Transparent conductive film materials in use today are predominantly inorganic oxides such as indium tin oxide (ITO) and indium zinc oxide (IZO). These are standard materials that have good optical clarity and electrical conductivity. However, complex processes such as sputtering and high-vacuum, high-temperature annealing are required to obtain such inorganic oxide films. Hence, there is a need for special equipment, which is costly.
As electronic devices become increasingly flexible and lightweight owing to the use of, for example, plastic substrates, there has arisen a need for durability to physical stress from bending and the like. Although ITO and IZO film-forming technology on flexible substrates is also under investigation, the inherent brittleness and fragility of inorganic oxides have yet to be improved.
In recent years, such progress toward greater flexibility has been accompanied by the development of transparent conductive films having conductive nanostructures (such as metal nanoparticle or metal nanowire percolation structures or metal mesh structures). Using a metal nanoparticle or metal nanowire dispersion, transparent conductive films can be produced by wet processes (Patent Documents 1 to 3).

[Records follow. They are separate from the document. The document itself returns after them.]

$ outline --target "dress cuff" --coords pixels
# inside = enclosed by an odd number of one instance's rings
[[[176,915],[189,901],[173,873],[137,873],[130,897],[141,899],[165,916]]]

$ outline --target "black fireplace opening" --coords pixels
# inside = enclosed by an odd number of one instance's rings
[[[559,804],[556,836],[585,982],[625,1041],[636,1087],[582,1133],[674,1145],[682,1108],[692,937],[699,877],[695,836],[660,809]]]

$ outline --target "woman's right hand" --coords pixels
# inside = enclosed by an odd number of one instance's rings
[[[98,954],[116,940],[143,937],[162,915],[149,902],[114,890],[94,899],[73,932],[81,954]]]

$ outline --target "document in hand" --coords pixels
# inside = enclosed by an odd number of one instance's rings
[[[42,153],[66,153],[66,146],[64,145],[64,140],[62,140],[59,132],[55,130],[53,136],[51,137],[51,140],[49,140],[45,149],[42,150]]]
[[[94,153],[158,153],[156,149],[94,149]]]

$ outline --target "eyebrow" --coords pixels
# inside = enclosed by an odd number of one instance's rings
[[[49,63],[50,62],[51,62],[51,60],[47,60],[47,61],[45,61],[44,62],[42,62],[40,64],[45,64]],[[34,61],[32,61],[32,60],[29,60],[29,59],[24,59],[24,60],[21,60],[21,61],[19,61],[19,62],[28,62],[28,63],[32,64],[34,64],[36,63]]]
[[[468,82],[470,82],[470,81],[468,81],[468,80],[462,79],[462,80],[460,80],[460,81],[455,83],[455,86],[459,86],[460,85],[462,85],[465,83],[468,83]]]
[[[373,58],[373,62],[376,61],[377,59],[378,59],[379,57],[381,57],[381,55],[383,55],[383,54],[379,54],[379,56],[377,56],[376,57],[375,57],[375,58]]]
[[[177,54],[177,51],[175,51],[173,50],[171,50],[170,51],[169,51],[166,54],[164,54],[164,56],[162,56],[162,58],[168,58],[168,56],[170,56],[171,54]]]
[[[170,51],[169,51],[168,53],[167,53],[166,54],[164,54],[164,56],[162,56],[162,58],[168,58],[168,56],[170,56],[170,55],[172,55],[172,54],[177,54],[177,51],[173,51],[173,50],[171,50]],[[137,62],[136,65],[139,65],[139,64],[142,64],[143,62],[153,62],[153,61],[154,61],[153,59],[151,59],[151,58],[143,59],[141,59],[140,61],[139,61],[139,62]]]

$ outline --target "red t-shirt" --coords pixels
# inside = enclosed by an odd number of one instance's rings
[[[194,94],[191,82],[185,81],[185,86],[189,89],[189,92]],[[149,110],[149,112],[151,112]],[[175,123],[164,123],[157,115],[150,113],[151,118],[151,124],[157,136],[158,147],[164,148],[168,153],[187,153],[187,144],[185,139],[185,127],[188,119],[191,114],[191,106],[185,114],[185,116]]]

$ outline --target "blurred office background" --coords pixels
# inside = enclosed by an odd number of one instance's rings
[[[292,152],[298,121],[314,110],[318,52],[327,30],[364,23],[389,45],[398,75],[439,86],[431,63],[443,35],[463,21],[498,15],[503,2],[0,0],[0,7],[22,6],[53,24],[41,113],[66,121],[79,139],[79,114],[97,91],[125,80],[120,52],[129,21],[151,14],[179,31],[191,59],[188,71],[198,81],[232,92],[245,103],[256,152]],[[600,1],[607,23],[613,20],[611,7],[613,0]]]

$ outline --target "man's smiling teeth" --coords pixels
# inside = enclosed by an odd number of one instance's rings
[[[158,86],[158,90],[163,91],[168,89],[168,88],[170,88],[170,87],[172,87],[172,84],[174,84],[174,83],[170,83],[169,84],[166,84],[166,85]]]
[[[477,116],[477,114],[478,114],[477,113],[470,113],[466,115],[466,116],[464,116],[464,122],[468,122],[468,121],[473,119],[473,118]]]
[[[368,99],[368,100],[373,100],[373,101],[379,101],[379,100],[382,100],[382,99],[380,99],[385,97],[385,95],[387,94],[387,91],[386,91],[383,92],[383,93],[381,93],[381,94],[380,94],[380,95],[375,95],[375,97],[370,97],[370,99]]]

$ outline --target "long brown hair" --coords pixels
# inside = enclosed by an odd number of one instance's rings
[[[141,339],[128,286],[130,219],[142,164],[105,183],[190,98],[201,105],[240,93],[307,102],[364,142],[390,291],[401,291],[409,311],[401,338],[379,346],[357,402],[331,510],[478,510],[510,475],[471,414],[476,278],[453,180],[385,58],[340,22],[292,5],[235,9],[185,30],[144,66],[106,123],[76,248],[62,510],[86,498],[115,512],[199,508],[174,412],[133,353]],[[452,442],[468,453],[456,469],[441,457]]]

It is possible to lower the electrical resistance of a transparent conductive film having electrically conductive nanostructures merely by increasing the amount of metal included; that is, without requiring a complex process. However, increasing the amount of metal gives rise to clouding on account of the irregular reflection of light, resulting in a loss of optical clarity. In addition, problems associated with the use of metal include a loss of electrical conductivity due to surface deterioration or breakup of the nanostructures.